|
|
|
Sorting signals
from protein NMR spectra: SPI, a Bayesian protocol for uncovering spin
systems.
|
Grishaev A, Llinas
M.
Department of Chemistry, Carnegie Mellon
University,
Pittsburgh, PA 15213,
U.S.A.
Abstract:Grouping
of spectral peaks into J-connected spin systems is essential in the analysis
of macromolecular NMR data as it provides the basis for disentangling
chemical shift degeneracies. It is a mandatory step before resonance and
NOESY cross-peak identities can be established. We have developed SPI,
a computational protocol that scrutinizes peak lists from homo- and hetero-nuclear
multidimensional NMR spectra and progressively assembles sets of resonances
into consensus J- and/or NOE-connected spin systems. SPI estimates the
likelihood of nuclear spin resonances appearing at defined frequencies
given sets of cross-peaks measured from multi-dimensional experiments.

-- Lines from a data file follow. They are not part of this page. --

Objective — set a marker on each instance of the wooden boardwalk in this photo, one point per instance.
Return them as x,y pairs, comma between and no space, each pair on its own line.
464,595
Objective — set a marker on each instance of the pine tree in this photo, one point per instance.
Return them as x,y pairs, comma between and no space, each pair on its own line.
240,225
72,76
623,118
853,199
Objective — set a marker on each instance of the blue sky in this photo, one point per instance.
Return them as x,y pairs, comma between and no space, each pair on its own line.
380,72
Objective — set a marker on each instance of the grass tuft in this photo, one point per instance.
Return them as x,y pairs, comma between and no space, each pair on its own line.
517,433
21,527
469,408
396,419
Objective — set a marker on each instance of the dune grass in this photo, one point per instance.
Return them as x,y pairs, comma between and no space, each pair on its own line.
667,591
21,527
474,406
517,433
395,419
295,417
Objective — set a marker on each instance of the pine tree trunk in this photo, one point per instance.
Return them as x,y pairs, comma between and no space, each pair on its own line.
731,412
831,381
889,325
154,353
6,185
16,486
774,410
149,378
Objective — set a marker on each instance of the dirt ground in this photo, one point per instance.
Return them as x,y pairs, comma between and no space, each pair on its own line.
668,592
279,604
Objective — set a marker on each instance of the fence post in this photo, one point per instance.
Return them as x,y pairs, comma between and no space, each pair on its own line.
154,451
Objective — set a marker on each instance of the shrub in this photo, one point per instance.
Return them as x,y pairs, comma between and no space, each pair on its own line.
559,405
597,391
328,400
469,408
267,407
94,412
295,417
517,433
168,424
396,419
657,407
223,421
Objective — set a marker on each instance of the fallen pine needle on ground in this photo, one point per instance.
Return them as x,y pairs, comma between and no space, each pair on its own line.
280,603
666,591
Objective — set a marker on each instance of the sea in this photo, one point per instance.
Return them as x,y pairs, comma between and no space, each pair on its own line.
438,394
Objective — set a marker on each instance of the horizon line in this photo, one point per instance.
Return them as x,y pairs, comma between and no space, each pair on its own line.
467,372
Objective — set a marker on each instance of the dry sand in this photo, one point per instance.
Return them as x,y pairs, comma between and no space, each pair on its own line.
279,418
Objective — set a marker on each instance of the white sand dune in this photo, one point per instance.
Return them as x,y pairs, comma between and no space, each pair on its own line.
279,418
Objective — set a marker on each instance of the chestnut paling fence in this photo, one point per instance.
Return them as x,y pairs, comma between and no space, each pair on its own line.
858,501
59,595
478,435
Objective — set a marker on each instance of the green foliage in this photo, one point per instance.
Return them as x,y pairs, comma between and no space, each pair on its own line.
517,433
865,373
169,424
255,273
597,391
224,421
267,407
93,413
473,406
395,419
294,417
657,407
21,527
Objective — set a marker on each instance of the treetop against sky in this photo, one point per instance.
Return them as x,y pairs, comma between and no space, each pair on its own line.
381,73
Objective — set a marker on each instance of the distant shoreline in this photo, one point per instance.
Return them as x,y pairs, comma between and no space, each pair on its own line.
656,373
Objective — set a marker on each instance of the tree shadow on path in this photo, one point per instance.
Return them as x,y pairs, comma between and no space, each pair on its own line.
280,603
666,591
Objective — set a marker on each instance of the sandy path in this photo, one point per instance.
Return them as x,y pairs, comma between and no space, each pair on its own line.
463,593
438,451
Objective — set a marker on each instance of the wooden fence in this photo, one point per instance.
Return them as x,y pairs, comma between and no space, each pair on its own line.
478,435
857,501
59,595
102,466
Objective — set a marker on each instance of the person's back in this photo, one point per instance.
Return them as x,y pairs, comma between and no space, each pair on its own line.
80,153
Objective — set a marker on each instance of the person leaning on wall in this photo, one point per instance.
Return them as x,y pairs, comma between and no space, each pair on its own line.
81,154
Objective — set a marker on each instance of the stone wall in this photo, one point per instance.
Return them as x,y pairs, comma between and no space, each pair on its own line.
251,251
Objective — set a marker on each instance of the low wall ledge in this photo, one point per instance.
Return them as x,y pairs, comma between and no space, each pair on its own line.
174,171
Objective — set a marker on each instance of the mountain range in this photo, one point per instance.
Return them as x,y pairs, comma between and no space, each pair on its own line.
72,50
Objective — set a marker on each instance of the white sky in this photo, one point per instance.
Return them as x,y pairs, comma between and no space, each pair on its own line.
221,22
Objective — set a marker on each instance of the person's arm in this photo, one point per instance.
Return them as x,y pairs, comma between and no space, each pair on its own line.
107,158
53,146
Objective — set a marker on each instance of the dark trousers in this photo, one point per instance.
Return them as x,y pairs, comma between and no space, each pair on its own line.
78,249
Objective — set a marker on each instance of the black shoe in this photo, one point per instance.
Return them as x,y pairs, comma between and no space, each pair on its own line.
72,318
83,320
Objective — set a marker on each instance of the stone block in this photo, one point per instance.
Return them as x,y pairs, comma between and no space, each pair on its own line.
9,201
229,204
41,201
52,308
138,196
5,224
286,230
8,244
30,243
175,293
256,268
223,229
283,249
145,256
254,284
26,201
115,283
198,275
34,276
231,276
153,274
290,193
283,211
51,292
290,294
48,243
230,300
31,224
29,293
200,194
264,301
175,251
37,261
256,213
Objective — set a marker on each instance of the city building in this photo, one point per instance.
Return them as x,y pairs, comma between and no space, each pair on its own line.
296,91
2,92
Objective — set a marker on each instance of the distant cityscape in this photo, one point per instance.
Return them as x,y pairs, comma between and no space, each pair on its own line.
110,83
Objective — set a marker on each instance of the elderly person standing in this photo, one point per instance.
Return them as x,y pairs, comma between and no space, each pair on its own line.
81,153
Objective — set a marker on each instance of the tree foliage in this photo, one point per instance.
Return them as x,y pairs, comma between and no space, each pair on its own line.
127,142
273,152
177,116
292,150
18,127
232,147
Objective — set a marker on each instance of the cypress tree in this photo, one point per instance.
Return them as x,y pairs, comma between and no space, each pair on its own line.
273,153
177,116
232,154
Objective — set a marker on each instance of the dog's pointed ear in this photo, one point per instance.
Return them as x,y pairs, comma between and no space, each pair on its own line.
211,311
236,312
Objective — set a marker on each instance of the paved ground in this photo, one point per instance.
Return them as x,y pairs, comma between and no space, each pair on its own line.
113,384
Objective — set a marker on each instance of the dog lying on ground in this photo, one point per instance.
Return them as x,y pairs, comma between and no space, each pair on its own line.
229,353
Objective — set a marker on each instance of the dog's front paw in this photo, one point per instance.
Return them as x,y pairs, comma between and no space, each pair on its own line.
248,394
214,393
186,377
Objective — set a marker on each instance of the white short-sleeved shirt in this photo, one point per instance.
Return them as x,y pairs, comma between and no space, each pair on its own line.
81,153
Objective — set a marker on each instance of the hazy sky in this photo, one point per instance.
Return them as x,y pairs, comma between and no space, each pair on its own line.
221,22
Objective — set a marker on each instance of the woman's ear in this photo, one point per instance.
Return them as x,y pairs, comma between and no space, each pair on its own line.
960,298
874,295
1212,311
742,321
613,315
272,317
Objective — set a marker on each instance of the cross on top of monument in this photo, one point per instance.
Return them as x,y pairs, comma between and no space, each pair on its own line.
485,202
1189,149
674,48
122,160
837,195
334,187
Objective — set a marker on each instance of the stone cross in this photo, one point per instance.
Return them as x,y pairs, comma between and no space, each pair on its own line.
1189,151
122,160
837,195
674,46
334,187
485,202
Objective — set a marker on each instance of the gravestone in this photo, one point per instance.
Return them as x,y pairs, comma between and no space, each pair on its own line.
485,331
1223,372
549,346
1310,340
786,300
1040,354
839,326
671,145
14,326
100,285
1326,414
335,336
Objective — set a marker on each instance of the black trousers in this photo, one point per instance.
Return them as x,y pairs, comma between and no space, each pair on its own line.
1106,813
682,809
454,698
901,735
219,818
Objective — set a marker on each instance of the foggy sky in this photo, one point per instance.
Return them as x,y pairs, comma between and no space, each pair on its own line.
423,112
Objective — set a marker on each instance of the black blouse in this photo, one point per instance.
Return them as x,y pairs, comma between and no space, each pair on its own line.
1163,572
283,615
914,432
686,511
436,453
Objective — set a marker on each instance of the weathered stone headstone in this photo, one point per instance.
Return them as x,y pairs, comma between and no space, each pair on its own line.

It quantifies spin system matching probabilities via Bayesian inference.
The protocol takes advantage of redundancies in the number of connectivities
revealed by suites of diverse NMR experiments, systematically tracking
the adequacy of each grouping hypothesis. SPI was tested on 2D homonuclear
and 2D/3D(15)N-edited data recorded from two protein modules, the col 2
domain of matrix metalloproteinase-2 (MMP-2) and the kringle 2 domain of
plasminogen, of 60 and 83 amino acid residues, respectively. For these protein
domains SPI identifies approximately 95% unambiguous resonance frequencies,
a relatively good performance vis-a-vis the reported 'manual' (interactive)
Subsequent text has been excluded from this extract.